Truth was, he liked it better than he expected. The questions had obvious answers most of the time—I can’t send email, my computer is frozen, my dissertation is gone. When they weren’t, Brian had a knack for figuring out where problems lay, mostly in the intersection of hardware and software that different admins had added over the years.
What people who didn’t work in information technology didn’t understand was that although the theoretical core of modern computing was incredibly complex, the way the devices themselves fit together—or didn’t—was simpler. Mechanics didn’t need to understand the laws of thermodynamics to handle a grease gun. And Brian didn’t need to know how to write code that could pass the Turing test to figure out why the English department’s email system had gone down.
He kept that fact to himself. Most people thought computers were impossibly complicated and anyone who could handle them as a genius. Even Becks seemed to respect him more after he took the job, though she was so focused on this big case she was working that he couldn’t really tell.
Becks and her case. Becks and the FBI. The bureau ate their lives day by day, night by night. Becks didn’t have to stay up until 1 a.m. three nights a week reading backgrounders on the targets of her investigations. No one did. These were government jobs. Wasn’t like she was putting in for overtime, either. When Brian asked why, she told him: ask for an extra buck, your FBI career was over. You were headed for a back-office job in human resources. The bureau had always considered working for it a privilege. Getting rich was not in the job description.

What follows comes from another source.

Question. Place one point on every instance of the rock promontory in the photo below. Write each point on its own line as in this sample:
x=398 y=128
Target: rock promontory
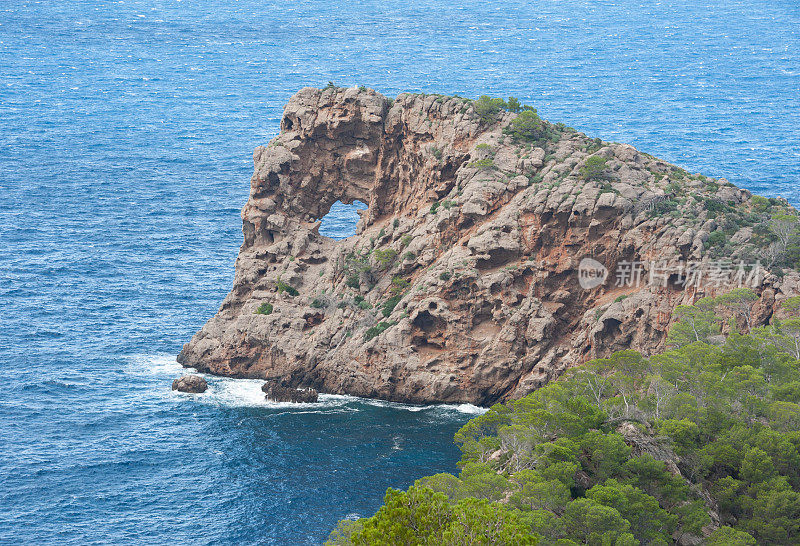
x=497 y=250
x=190 y=383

Fine. No overtime. But she didn’t have to work seventy hours a week either. One week, he counted up the hours she worked at home: four Monday, three and a half Tuesday…
When he told her what he’d done, she wasn’t happy. They were hanging out on the couch at the time. Brian was watching ESPN on mute, Sunday Night Baseball. She was poring over a manual on entrapment in undercover investigations, what was legal and what wasn’t, how far you could go in stringing along the target.
She put down the manual, gave him the stare. The one she gave to anyone who cut her off in traffic. To the preschool teacher who told them Kira had pulled another girl’s hair on the playground and then admitted that the other girl had yelled at Kira first. Her black eyes as flat as sunset in January with the snow already falling and a long night ahead.
Brian didn’t know if she’d stared at him that way before she’d joined the FBI. Maybe she had, and he just hadn’t noticed. Or maybe the bureau had brought out this righteous aggressiveness, or aggressive righteousness, whatever.